営業職なんてできる人は尊敬してしまう。話上手で話題が豊富、絶対に人を飽きさせない、そんな人をたまに見かけるが、羨ましいことこの上ない。

 会社員だった頃も、製作としてずっと社内にこもっていたから、あまりお客さんとコミュニケーションを取る機会はなかった。それどころか、周りの社員ともつかず離れず、一定の距離を保つようにしていた。いや、別につまはじきにされていたわけではなく、それなりに仲も良かったし、今でも当時の仲間からはよく電話がかかってくる。ただ、あまりベタベタした人間関係は嫌いだったわけだ。

 ある程度仕事がこなせるようになってからは「オレはオレの仕事を責任持って必ず全うするし、人のやり方に口を出さない。その代わりオレにも口を出すな。」と、平然と生意気なことを言っていた時期さえあった。
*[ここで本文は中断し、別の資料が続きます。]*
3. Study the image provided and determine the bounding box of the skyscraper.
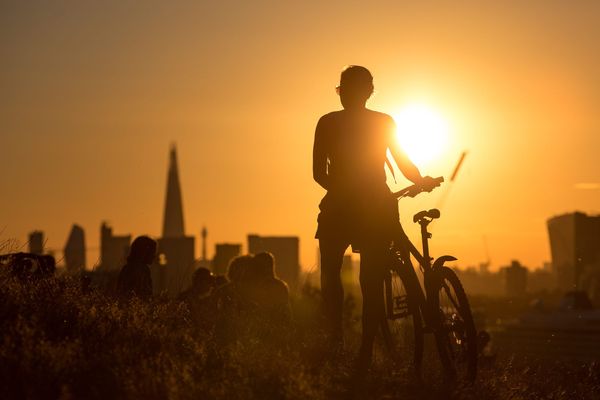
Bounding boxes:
[152,145,195,295]
[100,222,131,271]
[29,231,44,256]
[64,225,85,272]
[162,144,185,238]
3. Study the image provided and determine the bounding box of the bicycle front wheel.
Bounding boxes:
[382,258,424,376]
[431,267,477,380]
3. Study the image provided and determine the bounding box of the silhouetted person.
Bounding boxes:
[242,252,291,323]
[117,236,156,299]
[180,268,216,329]
[313,65,434,366]
[213,255,253,343]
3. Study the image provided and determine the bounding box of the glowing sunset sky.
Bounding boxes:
[0,0,600,269]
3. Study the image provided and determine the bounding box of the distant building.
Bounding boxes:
[341,254,358,287]
[29,231,44,256]
[100,222,131,270]
[248,235,300,287]
[501,261,528,297]
[64,225,85,273]
[152,145,195,295]
[212,243,242,275]
[548,212,600,301]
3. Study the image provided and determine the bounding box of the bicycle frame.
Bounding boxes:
[391,178,456,329]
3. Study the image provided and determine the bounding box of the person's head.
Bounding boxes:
[227,255,253,282]
[215,275,229,288]
[192,268,215,294]
[254,251,275,278]
[337,65,373,109]
[127,236,156,264]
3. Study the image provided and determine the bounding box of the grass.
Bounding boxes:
[0,272,600,399]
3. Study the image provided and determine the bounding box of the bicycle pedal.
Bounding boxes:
[423,325,434,333]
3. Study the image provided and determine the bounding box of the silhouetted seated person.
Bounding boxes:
[179,268,216,329]
[242,252,291,325]
[179,268,216,301]
[313,65,434,369]
[212,255,253,343]
[2,253,56,280]
[117,236,156,299]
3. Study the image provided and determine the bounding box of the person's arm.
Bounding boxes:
[313,117,329,190]
[388,117,423,185]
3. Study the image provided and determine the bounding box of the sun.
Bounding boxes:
[393,104,448,167]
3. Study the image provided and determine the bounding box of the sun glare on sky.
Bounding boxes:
[393,104,448,167]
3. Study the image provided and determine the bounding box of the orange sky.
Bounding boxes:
[0,0,600,269]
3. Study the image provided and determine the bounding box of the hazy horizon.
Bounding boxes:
[0,1,600,270]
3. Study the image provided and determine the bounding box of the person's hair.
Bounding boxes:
[254,251,275,278]
[127,236,156,264]
[227,254,253,282]
[338,65,374,98]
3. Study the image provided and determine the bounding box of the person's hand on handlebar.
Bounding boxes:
[416,175,440,192]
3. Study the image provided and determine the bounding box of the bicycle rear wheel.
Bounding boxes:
[382,262,424,376]
[431,267,477,380]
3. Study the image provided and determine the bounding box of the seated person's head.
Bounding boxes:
[254,251,275,278]
[39,255,56,275]
[127,236,156,264]
[192,268,215,294]
[227,255,253,282]
[215,275,229,287]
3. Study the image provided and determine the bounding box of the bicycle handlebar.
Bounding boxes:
[392,176,444,199]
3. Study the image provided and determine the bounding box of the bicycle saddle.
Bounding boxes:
[413,208,440,222]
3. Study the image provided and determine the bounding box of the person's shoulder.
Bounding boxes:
[319,110,343,124]
[369,110,394,123]
[273,278,289,293]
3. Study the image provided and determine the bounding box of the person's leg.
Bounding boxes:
[319,239,348,341]
[358,243,389,367]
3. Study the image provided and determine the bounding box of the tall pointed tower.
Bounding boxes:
[162,144,185,238]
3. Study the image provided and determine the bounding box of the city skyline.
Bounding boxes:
[0,2,600,268]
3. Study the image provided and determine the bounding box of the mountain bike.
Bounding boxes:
[382,177,477,380]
 今思えば若かった。まぁ、正直なところ「一匹狼」を気取っていたかったという気持ちもあったと思う。確かに自分の範囲の仕事は全て自力でこなしていたし、他社員の誰よりも仕事量をこなしている自負もあった。意地でも遅刻はしなかったし、風邪などで突然休んだ記憶もほとんどない。逆に風邪で倒れた同僚の分も、自分の手が空いている時には進んでかぶったりもしていたので、わりとみんな私に対しては、そういう目で見てくれていたように思う。年に一度まとめて休暇を取っては、堂々と海外旅行に行ったりしたが、誰も表だって文句を言わなかったのは、そのせいもあっただろう。

 しかし独立してみると、このコミュニケーション能力の低さというのは、かなりのハンデであることを思い知らされる。クライアントの元へお客さんと同行する車中、会話に詰まって沈黙が続いたりすると、心の中であわてふためく自分がいたりする。変に一匹狼を気取っていたり、製作だからと進んでクライアントとの付き合いをしなかった自分が、今では少々悔やまれる。
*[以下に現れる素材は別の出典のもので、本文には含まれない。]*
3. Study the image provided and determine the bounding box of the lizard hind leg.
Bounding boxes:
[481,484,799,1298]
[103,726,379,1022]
 接待など未だに一度もしたことがないし、それどころか同席すらしたことがない。よくテレビドラマなんかでは、お姉さんがいるようなお店で、営業マンが一所懸命おべんちゃらを言っているシーンがあったりするが、本当にあんな感じなのだろうか? だとしたら私には多分、いや、絶対無理だ。あんなことは逆立ちしてもできない(逆立ちもできないけど)。テレビドラマは誇張だとしても、接待の席なんて何を話せばいいのか私には想像もつかないわけで、きっと酒宴の席でシーンと静まりかえってしまうのは目に見えている。
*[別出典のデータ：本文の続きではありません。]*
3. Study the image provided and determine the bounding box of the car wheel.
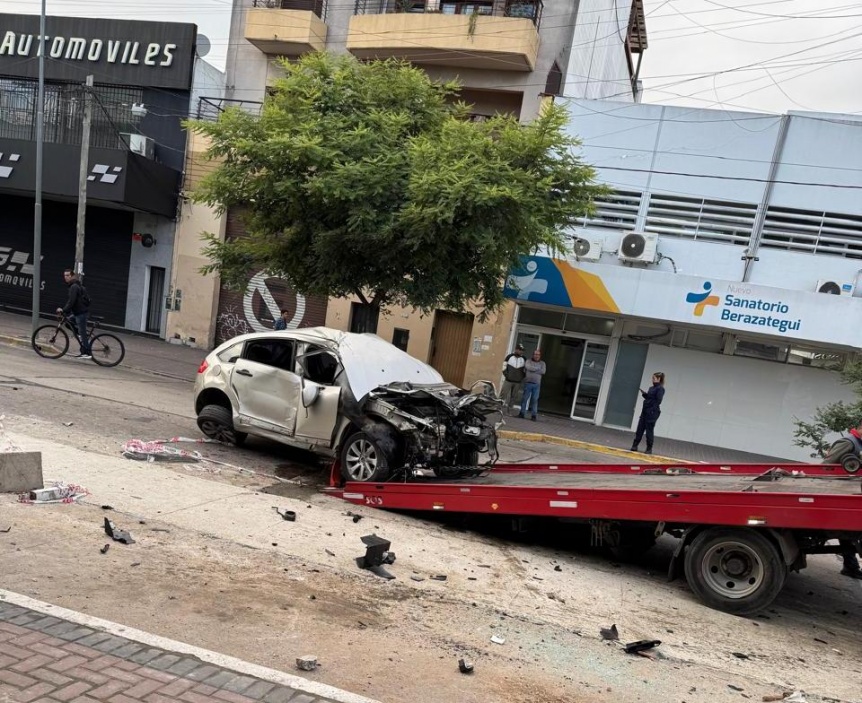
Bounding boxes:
[841,454,862,474]
[198,405,248,447]
[341,432,395,481]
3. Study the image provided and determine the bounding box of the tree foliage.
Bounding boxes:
[793,360,862,458]
[189,53,603,332]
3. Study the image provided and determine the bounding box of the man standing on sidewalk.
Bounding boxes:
[57,269,93,359]
[518,349,546,422]
[500,344,526,415]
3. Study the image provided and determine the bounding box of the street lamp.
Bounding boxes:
[31,0,46,332]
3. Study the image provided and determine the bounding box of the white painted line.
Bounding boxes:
[0,588,379,703]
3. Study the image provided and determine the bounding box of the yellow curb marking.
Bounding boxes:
[497,430,697,464]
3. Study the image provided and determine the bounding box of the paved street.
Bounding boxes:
[0,315,862,703]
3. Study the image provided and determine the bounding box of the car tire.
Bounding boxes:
[341,429,397,482]
[198,405,248,447]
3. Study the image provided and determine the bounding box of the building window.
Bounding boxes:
[392,327,410,352]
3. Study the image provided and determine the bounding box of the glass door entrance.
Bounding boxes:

 デザイナーなんだから、接待とか、付き合いとか、そんなもので仕事を取ろうなんて方が間違っている、デザイナーはデザインの実力で勝負すべきだ。なんて昔の私なら思っただろう。いや、今でもそう思う。でも、誰だって「一緒にいて楽しい人と仕事をしたい」と思うのは自然だろう。接待とまで行かなくても、話し上手だったり、楽しい人だったりすれば、それだけで好感を得るはずだ。そういう人はとりあえず嫌われないし、たいてい気に入られる。気に入られれば、なんとかアイツに仕事をまわしてやろう、って気になるのも自然なわけだ。

 小学生の時に流行った本宮ひろ志氏の「男一匹ガキ大将」というマンガの中にこういう台詞があった。

「一匹狼ってのは群れから仲間はずれにされた狼の事じゃない。一匹で群れに対向する力を持った狼のことだ。」

 一匹狼を気取ることが悪いとは思わない。まだまだ狼ほどの力を持っていないにしろ、そういう気持ちを持っていたから、私はここまで来れた気もする。しかし、いくら腕が良くても仕事が回ってこないことには、われわれフリーは食べていけない。現代の一匹狼に求められる「群れに対向する力」には、コミュニケーション能力も含まれるのだ。